1. Chicago's political power was at its nadir in 1983 and Harold Washington was forced to do the best he could with a poor hand. Was it racist that the CTA was forced to rely on discretionary funding from the very beginning? Certainly that was part of the mix. But the failure to fully fund the CTA also gave the General Assembly and the RTA a measure of control over an agency that it perhaps rightfully perceived to be poorly managed and with a voracious appetite for State money.
2. Pace's financial position is also precarious. Its difficulty in meeting the farebox recovery ratio established by RTA limits its ability to soak up more discretionary operating money.

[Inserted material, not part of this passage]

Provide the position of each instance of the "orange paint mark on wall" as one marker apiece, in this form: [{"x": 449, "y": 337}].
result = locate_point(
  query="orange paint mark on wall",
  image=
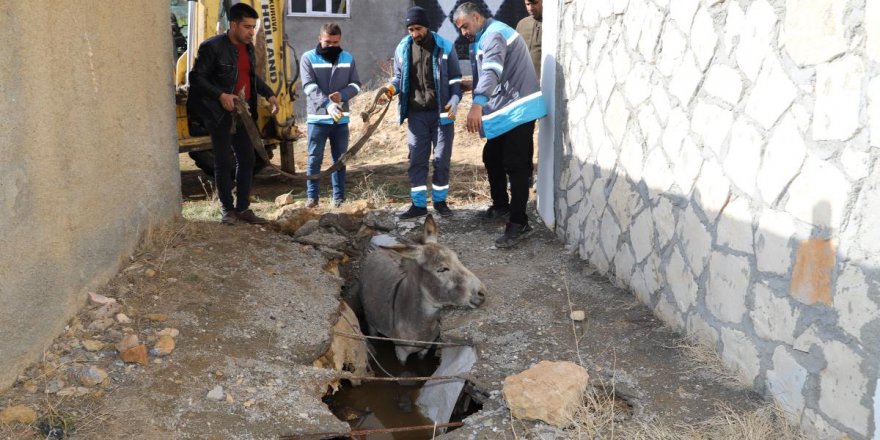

Pace's farebox recovery ratio is already significantly lower than that of the CTA and Metra. Do we want to lower its ratio even more, providing more ammunition/evidence to those who argue that transit funding in this region is skewed in favor of prosperous white people?
3. Metra has been the big winner under the RTA and a succession of RTA boards. It carries the big shots to and from the Loop and it provides service to the entire RTA region. It thus is understandable that it was and is the favored service board.